# 2003 mk4 GTi: Relay 173 & headlight switch TFL pin



## Imola Yellow GTi (Oct 27, 2000)

Alright, I used the bend TFL pin method for over 5 years with no issue until the past year. The issue is the xenon bulb on the driver side flickers, turn back on, and eventually, turn off. To get it back on, turn off the headlights and turn it back on. Lately, on my commute to work, I ran into 3 or more blackouts.
Tonight, I unbent the TFL pin on the headlight switch and removed relay 173. Obviously, I lost the parking brake indicator.
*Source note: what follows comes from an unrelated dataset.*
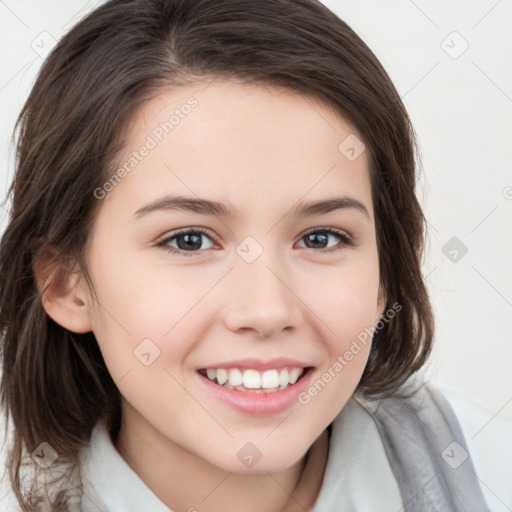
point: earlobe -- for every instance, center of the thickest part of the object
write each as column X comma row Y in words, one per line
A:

This will soon be fixed by opening up the relay and desoldering the coil.
Question... with relay 173 removed, do I also need to bend the TFL pin on the headlight switch?


----------



## Imola Yellow GTi (Oct 27, 2000)

*Re: 2003 mk4 GTi: Relay 173 & headlight switch TFL pin (Imola Yellow GTi)*

Update
Not one black out during this morning's commute and headlight appears slightly brighter.
Will still de-solder the coil inside the relay and reinstall to retain the parking brake light.
After that, I'm repinning the the headlight wires to directly use the 12-pin plug. Anyone know where I can purchase the pins and correct crimping tool?


----------



## Imola Yellow GTi (Oct 27, 2000)

*Re: 2003 mk4 GTi: Relay 173 & headlight switch TFL pin (Imola Yellow GTi)*

I ran the headlights on the commute back home and noticed that the driver side went out.
Hmm... so the relay was not the problem, but removing it did make an improvement in the lighting.
I swapped the bulbs, and foretunately, the black out went from the driverside to the passenger side. It appears that I have a bulb going bad over the past 2 years and only recently has the blackout frequency increased.


----------